Субъекты федерации, ощущая противодействия центра на пути реализации собственных интересов, идут на передачу части своих властных полномочий с регионального на муниципальный уровень, весьма далёкий от вмешательства федеральных властей. Регионам порой лучше знать как решить те или иные проблемы. Вмешательство федерального центра часто бывает нелегитимное, так как, как мы уже говорили, отсутствует легальный механизм федерального вмешательства, а, следовательно, отсутствует юридическая (в данном случае конституционная) ответственность за неэффективность такого вмешательства. В результате этого в регионах остаются нерешёнными жизненно - важные проблемы, разрушающие в правовом сознании граждан правовую идеологию, как явление, неспособное воздействовать на материально - правовую жизнь. Нарушение критерия антропосоциетальности, в результате правильного применения которого федеральный центр чётко бы представлял, что во взаимоотношениях с каждым субъектом перед ним находится системное целое, способное вырабатывать, реализовывать и защищать свои собственные интересы. Каждый субъект являет центру новые свойства, так как в каждом из них по-разному взаимосвязаны элементы общественного процесса.

Унификация в сфере федеративных отношений - пагубный путь для реализации государством правовой идеологии. В результате таких унификационных процессов в экономике страны финансовый эгоизм блокирует социальную ответственность субъекта Федерации, в политическом плане управленческая деятельность по-прежнему базируется на номенклатурном опыте КПСС, в кадровой ситуации наблюдается отсутствие крупных специалистов на государственной службе (они уходят в негосударственный сектор).

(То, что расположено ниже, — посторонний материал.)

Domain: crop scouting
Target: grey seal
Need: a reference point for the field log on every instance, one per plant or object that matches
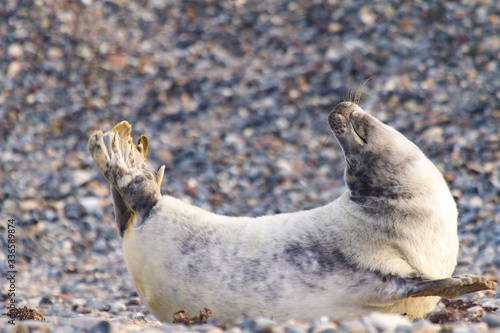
(389, 243)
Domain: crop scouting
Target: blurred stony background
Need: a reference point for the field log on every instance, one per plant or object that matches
(234, 97)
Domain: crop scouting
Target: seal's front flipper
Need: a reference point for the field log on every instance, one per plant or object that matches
(124, 165)
(452, 287)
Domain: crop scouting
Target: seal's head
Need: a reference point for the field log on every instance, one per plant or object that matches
(382, 165)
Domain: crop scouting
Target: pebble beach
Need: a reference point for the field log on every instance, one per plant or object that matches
(234, 98)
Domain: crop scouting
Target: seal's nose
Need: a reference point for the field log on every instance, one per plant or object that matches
(339, 116)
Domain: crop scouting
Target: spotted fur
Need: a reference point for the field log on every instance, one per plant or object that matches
(388, 243)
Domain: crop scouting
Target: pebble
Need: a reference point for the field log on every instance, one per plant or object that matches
(492, 319)
(234, 98)
(118, 307)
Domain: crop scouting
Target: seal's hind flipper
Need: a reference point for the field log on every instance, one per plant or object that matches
(452, 287)
(124, 165)
(123, 130)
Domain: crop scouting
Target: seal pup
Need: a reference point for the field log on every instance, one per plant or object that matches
(389, 243)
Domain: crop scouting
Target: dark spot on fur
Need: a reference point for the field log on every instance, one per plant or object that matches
(315, 255)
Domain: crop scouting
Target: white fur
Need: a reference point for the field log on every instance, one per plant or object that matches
(183, 257)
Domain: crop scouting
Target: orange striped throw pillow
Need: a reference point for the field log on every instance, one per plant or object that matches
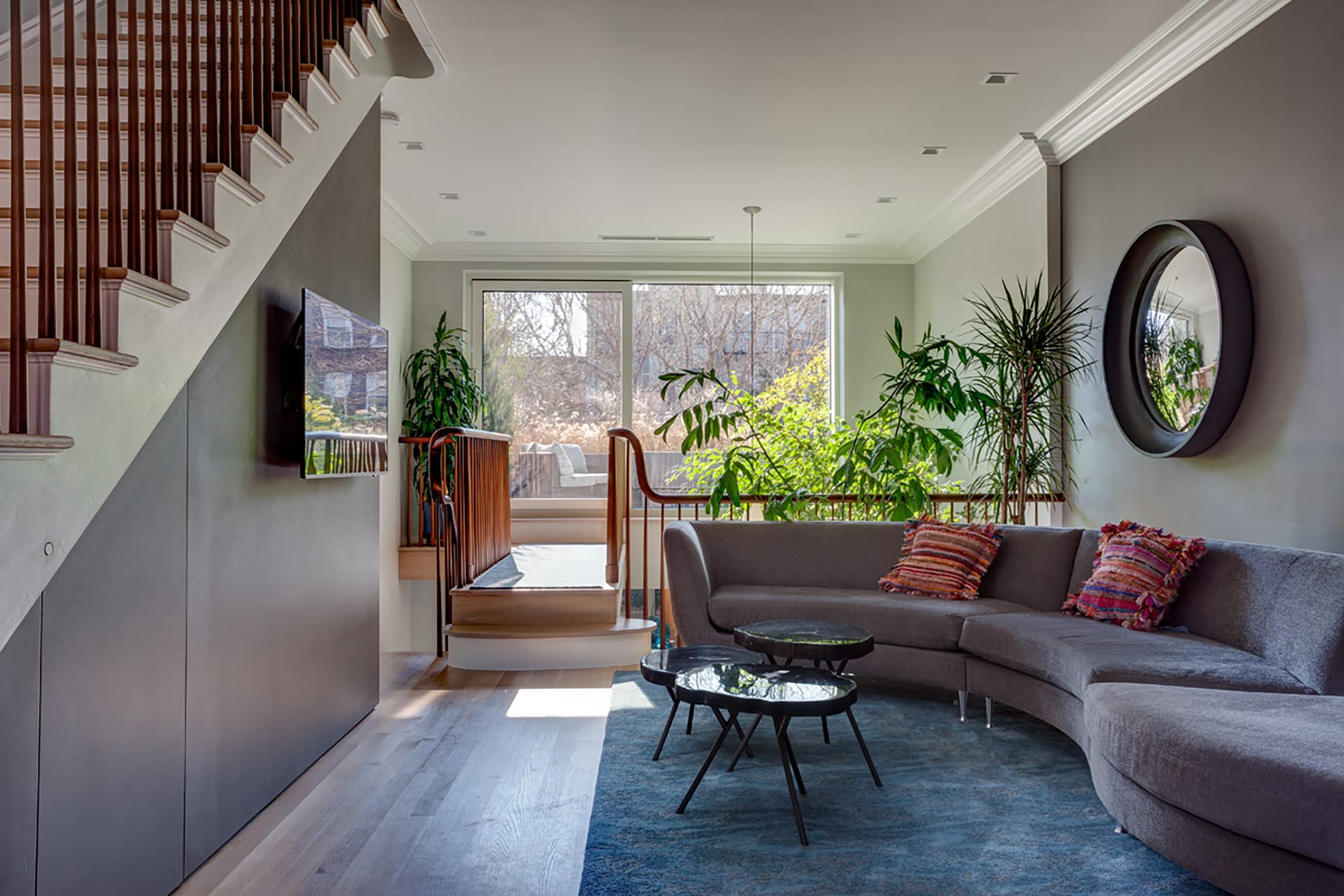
(941, 561)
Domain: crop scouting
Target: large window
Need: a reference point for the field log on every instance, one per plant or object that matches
(552, 360)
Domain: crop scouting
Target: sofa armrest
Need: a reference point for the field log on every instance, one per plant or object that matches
(689, 580)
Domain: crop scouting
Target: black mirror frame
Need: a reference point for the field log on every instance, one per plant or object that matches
(1130, 292)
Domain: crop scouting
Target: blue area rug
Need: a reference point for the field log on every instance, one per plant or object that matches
(964, 809)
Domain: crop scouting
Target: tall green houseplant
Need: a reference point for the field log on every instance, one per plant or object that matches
(441, 388)
(1032, 342)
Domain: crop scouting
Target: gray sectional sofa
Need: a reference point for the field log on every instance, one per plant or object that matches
(1218, 741)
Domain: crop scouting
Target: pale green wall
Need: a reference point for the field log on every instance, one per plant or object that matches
(870, 298)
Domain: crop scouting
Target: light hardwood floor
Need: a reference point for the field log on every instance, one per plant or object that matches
(458, 782)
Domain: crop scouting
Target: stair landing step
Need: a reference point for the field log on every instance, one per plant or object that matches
(33, 448)
(526, 631)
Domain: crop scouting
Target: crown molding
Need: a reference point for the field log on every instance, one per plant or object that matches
(401, 229)
(640, 251)
(1199, 31)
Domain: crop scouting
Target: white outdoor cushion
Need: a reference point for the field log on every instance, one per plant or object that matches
(577, 458)
(582, 479)
(562, 460)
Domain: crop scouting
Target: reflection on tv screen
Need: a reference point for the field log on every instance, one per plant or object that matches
(344, 391)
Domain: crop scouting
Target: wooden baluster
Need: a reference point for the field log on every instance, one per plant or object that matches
(93, 318)
(235, 96)
(268, 66)
(134, 251)
(249, 96)
(93, 248)
(186, 90)
(46, 186)
(18, 264)
(151, 220)
(192, 120)
(226, 80)
(214, 152)
(166, 130)
(70, 176)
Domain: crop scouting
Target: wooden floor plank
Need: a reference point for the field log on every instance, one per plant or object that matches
(458, 782)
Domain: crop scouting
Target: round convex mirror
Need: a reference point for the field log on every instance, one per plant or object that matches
(1182, 333)
(1176, 343)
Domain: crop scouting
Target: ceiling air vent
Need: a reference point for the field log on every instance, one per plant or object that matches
(628, 238)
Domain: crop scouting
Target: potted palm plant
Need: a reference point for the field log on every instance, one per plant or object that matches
(1032, 342)
(441, 390)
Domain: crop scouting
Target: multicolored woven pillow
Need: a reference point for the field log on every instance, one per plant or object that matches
(941, 561)
(1136, 575)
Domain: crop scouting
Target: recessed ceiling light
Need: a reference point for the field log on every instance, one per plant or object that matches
(641, 238)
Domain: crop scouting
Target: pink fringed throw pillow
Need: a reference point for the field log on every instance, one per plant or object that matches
(941, 561)
(1136, 575)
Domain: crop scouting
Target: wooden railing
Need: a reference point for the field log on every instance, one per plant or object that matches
(185, 83)
(626, 517)
(479, 463)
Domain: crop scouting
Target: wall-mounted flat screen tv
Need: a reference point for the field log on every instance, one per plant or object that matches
(344, 391)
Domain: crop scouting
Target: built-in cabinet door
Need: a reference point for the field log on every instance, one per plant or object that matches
(113, 688)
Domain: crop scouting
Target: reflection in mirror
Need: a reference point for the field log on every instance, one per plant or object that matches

В результате анализа всех этих негативных процессов В.И. Жуков приходит к важному для понимания причин дестабилизации правовой идеологии выводу, что «социологические и другие исследования показывают: среди причин кризисного состояния российского общества нет ни одной, которая носила бы объективный характер и вытекала из дефицита времени, условий, ресурсов и других обстоятельств, отражающих безысходность положения и обречённость нации на развитие по угасающей траектории. Все причины бедственного положения страны носят субъективный характер».

Автор приводит в статье данные социологического опроса, проведённого в октябре 2004 г. в рамках исследования нерешённых проблем в регионах. В результате опроса выяснилось, что наиболее острыми и нерешёнными вопросами остаются высокий уровень преступности (48 %), терроризм (41 %), экономические, экологические, нравственные проблемы отошли на второй план по - сравнению с главной ценностью для человека - непосредственной защиты его жизни, здоровья и собственности. На вопрос доверия различным ветвям власти респонденты выразили недоверие милиции (28 %) и недоверие судам (24 %).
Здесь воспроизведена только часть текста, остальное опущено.